Ein Rennen

Ein Rennen - Foto: Julia Joppien/Unsplash

/ Tom Schaffer
/ 31. Oktober

Manchmal ist nicht einfach zu erfassen, wie ungleich Vermögen auch in Österreich verteilt sind. Eine schöne Veranschaulichung liefert uns aber der Blick auf einen einzigen Mann: Dietrich Mateschitz. 

Der Eigentümer von Red Bull ist in der jährlich veröffentlichten Milliardärsliste des Magazins Trend der höchstgereihte Name, der immerhin noch selbst das Unternehmen mitgegründet hat, das ihn reich machte. Zehn andere der Top-15-Vermögen gehören hingegen erfolgreichen Erbinnen und Erben.

Im Jahr 2019 landete Mateschitz auf Platz 2 der Liste. Sein Vermögen liegt demnach bei 15,6 Milliarden Euro. Die Trend-Daten liegen uns seit 2004 vor. Wir haben den Aufstieg von Mateschitz mit dem Gesamtvermögen des ärmsten Drittels der österreichischen Haushalte verglichen - das sind etwa 1,1 Millionen Haushalte.

Ja, Mateschitz hat die unteren 33 Prozent 2014 eingeholt und seither abgehängt und stehen lassen. Wenn Vermögen etwas mit Fleiß und Leistung zu tun hat, dann war er in der jüngsten Vergangenheit übrigens entweder sehr fleißig oder vorher sehr faul. Denn seit 2015 hat sich sein Vermögen mehr als verdoppelt. Er hätte dann also in den ersten 71 Jahren seines Lebens gleich viel geleistet, wie in den vier Jahren seither. Dabei hat er Red Bull 1984 mitgegründet und es schon deutlich vor 2015 zur Weltmarke aufgebaut.
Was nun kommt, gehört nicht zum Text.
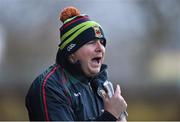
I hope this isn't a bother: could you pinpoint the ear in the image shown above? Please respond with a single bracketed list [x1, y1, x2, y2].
[69, 54, 76, 64]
Spaß beiseite: Dieses Rennen ist aus einer kleinen Spielerei mit Daten entstanden und natürlich nicht ganz ernst gemeint. Als wissenschaftlich zu verstehen ist es schon aus einem simplen Grund nicht: Die Datenlage ist im internationalen Vergleich miserabel. Schon über die Vermögen der "normalen" ÖsterreicherInnen wissen wir eigentlich erstaunlich wenig, über die der Superreichen aber noch weniger. Das Vermögen von Mateschitz wird im internationalen Magazin Forbes zum Beispiel auf 23 Milliarden und damit um über sieben Milliarden Euro höher eingeschätzt als im Trend.

In herkömmlichen Befragungen und Studien ist die kleine Gruppe an Superreichen praktisch nicht vertreten, weil sie in Zufallsstichproben weder erfasst wird noch gezwungen werden kann, teilzunehmen. Sozial- und Wirtschaftswissenschaftler beklagen diesen Mangel immer wieder. Über die Vermögensverhältnisse in den USA wissen wir dank der dortigen Steuerdaten wesentlich mehr.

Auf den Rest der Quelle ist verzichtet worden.